In het bericht van 19 februari 2025 wordt namens de moeder verzocht om de beschikking te herstellen, in die zin dat de verdeling van de zorg- en opvoedingstaken voor de minderjarige [minderjarige 1] uitvoerbaar bij voorraad wordt verklaard.
De vader is in de gelegenheid gesteld te reageren op voormeld verzoek. Hij heeft verweer gevoerd tegen het verzoek, welk verweer hierna – voor zover nodig – zal worden besproken.

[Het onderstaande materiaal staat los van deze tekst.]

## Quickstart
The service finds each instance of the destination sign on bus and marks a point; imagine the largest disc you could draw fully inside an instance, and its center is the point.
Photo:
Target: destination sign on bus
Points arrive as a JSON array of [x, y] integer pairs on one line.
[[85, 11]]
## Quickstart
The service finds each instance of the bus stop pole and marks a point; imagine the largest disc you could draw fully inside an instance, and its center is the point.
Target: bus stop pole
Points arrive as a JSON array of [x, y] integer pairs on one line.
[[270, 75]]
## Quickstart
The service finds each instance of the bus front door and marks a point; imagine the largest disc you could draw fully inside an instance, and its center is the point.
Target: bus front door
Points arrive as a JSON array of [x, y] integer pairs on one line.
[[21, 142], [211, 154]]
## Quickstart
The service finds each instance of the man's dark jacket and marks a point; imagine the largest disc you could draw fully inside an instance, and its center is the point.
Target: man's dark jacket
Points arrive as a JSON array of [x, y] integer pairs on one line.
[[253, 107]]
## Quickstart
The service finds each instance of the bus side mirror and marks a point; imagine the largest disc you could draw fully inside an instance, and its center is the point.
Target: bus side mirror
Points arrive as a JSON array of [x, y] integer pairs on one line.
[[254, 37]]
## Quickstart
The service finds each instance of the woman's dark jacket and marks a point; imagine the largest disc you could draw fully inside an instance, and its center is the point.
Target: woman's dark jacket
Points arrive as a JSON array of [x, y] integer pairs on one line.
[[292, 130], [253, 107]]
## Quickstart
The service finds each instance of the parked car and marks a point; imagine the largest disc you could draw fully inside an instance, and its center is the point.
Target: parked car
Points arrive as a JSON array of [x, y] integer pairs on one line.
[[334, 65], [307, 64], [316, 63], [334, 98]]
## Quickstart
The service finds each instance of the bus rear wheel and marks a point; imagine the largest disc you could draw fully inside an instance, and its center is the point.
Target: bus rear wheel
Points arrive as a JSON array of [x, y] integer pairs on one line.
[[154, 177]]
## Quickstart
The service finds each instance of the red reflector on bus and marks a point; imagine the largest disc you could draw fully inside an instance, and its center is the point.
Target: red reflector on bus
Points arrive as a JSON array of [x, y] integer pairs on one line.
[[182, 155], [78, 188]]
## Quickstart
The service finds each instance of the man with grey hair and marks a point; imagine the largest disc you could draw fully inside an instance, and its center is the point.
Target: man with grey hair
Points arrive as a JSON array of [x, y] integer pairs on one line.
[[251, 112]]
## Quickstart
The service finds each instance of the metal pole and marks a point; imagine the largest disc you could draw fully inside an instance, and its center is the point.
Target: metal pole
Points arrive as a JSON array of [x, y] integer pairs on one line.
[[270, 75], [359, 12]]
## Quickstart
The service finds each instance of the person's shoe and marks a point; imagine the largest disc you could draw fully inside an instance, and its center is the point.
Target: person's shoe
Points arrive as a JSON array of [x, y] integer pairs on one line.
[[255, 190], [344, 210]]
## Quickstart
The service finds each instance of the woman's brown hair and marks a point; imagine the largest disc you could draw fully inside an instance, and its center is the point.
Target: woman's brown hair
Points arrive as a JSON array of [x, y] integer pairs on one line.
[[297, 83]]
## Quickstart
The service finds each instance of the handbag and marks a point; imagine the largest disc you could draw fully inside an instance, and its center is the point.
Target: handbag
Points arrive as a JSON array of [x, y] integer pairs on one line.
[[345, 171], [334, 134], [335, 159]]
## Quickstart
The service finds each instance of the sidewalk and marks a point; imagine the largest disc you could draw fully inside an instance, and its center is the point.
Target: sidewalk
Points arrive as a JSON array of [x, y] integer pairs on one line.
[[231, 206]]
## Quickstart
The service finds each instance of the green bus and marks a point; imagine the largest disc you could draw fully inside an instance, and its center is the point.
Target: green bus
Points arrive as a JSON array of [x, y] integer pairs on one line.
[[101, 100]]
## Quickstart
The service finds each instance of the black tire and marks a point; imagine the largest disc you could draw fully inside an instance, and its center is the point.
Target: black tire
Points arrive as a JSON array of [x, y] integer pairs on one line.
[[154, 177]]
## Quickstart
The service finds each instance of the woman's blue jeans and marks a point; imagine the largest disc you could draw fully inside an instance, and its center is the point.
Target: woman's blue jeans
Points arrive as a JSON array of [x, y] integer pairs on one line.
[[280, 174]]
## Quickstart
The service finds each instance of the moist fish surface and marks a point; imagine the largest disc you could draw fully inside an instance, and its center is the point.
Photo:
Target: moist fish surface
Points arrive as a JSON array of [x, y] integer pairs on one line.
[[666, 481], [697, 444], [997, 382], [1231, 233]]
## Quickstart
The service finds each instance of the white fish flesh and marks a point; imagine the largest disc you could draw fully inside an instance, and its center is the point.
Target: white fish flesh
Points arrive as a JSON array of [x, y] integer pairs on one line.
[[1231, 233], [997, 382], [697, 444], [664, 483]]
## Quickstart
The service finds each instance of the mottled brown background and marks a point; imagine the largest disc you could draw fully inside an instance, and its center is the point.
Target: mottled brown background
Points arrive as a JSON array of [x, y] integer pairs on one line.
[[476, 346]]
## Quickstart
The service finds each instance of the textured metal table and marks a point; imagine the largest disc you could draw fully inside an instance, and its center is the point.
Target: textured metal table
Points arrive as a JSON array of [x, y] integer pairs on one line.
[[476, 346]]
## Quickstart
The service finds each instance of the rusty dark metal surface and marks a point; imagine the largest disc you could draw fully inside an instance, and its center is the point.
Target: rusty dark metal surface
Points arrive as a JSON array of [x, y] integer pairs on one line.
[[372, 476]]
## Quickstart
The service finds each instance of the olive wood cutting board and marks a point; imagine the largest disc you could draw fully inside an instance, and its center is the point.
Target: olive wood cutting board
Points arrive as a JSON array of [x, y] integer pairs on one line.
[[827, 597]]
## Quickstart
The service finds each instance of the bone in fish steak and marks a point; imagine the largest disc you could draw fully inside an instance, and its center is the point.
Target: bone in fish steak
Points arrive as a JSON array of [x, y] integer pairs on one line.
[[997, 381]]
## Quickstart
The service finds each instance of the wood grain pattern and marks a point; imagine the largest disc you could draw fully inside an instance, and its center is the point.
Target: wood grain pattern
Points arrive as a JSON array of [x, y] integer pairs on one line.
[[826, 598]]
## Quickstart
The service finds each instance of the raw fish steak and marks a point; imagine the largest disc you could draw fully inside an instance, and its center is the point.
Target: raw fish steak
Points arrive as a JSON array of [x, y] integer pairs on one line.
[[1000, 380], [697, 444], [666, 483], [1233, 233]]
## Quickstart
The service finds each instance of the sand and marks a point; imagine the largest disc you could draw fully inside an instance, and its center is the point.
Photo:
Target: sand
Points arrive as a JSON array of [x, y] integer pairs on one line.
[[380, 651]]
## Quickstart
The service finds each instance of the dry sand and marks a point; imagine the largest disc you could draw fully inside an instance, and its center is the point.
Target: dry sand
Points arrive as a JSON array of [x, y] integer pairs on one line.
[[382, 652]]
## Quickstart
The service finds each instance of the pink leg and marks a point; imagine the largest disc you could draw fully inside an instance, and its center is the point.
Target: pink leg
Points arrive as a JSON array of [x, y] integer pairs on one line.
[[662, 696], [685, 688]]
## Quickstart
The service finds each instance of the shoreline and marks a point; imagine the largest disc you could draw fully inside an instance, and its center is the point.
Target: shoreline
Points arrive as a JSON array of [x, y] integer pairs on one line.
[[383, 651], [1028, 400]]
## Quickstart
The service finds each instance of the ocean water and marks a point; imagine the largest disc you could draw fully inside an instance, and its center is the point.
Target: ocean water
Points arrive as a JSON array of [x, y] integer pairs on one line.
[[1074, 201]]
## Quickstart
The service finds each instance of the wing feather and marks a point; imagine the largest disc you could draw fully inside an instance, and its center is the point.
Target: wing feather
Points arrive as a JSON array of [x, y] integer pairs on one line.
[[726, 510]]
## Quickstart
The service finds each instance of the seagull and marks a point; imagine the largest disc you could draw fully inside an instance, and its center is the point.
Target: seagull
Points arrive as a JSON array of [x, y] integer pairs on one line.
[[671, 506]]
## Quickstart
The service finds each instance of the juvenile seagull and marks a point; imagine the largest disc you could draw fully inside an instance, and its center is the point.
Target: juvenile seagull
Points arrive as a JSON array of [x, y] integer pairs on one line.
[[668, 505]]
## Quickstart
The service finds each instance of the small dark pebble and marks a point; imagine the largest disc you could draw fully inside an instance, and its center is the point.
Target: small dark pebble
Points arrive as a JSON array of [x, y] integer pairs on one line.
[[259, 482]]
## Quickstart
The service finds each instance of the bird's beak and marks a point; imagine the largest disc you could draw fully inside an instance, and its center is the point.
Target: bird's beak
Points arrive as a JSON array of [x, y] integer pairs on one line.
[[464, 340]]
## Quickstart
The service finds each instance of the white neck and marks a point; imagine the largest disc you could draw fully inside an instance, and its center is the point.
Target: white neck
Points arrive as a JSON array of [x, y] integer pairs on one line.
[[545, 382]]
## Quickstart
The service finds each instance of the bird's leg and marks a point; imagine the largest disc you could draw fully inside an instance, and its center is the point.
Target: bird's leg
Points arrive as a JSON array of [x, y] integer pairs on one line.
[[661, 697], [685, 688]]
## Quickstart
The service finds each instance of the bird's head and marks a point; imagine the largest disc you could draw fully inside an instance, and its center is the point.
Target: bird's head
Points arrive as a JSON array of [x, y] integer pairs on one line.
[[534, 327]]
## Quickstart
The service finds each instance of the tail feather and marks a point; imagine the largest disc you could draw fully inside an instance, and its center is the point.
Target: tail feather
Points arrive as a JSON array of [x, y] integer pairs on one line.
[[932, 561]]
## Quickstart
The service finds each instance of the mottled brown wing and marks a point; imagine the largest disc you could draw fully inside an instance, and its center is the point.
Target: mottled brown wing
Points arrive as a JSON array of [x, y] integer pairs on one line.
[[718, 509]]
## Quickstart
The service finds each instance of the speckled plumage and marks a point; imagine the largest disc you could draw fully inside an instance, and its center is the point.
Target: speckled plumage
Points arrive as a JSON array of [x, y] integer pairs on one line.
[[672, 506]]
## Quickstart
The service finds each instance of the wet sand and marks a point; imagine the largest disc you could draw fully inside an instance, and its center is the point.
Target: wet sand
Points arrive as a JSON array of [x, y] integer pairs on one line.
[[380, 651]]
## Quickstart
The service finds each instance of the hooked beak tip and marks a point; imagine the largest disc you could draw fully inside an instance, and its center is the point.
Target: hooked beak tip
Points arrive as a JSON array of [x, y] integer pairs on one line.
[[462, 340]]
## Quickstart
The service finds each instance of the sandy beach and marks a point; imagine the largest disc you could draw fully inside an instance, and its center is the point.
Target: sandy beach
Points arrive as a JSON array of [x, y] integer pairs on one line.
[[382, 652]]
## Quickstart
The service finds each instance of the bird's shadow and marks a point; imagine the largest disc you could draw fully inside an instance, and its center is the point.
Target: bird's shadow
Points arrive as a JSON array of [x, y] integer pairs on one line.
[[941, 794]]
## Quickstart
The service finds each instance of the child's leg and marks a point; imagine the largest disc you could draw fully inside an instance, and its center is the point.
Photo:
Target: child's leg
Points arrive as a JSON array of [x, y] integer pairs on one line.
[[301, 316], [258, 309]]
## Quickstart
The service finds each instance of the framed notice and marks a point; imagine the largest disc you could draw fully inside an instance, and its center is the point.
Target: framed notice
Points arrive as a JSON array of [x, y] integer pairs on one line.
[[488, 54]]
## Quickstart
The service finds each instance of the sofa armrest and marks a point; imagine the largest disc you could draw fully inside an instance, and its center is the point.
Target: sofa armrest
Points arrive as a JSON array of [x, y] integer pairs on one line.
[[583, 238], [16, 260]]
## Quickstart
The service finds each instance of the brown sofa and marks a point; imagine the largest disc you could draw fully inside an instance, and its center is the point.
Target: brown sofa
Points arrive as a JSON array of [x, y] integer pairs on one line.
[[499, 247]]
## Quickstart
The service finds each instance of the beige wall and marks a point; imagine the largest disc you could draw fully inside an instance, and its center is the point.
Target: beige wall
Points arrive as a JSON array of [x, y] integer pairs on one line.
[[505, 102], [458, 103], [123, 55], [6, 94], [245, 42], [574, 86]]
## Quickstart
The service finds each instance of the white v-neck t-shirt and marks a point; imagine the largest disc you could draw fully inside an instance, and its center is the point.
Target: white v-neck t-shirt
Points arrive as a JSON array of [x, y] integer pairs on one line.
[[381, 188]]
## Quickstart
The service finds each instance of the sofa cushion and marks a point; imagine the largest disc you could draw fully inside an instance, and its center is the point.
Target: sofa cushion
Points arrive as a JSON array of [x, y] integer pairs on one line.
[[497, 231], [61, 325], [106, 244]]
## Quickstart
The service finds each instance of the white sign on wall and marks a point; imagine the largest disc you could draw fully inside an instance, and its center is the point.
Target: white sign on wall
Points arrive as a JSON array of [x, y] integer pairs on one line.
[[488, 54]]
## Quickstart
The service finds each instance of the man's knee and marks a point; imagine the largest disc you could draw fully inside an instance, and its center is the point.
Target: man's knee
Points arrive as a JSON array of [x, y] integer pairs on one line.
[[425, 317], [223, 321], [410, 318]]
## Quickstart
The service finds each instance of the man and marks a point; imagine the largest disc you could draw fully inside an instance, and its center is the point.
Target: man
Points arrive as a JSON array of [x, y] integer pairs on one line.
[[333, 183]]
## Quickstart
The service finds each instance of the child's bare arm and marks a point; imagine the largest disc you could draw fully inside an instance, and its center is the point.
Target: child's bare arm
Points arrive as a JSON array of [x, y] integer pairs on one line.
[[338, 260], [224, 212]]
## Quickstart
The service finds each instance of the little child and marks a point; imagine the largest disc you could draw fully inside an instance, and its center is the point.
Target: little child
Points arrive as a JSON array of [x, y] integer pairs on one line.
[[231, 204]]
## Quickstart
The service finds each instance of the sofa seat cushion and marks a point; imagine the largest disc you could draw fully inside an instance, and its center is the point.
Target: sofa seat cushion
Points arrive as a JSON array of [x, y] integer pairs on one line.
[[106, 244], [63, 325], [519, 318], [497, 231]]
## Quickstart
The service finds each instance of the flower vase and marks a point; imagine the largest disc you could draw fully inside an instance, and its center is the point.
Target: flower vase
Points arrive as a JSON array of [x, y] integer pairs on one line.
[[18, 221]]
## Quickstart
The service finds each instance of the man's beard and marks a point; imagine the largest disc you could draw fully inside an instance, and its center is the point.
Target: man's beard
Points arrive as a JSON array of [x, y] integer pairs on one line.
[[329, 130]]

In de brief van 26 februari 2025 wordt namens de vader verzocht tot herstel ex artikel 31 Rv, op de volgende punten:
- onder het kopje procedure staat dat de zitting was op 2 januari 2024, terwijl dit 2
januari 2025 moet zijn;
- onder het kopje feiten staat bij [minderjarige 2] als geboortedatum 16 juni 2012 vermeld,
terwijl dit [geboortedatum] 2012 moet zijn;
- in plaats van ‘de minderjarigen verblijven bij de moeder’ opnemen wat de
hoofdverblijfplaats is en waar de kinderen feitelijk verblijven;
- de zorgregeling anders formuleren waarbij het onderscheid tussen de even en de
oneven weken correct gemaakt wordt, en waarbij de woensdagmiddag de ene week bij de moeder is en de andere week bij de vader.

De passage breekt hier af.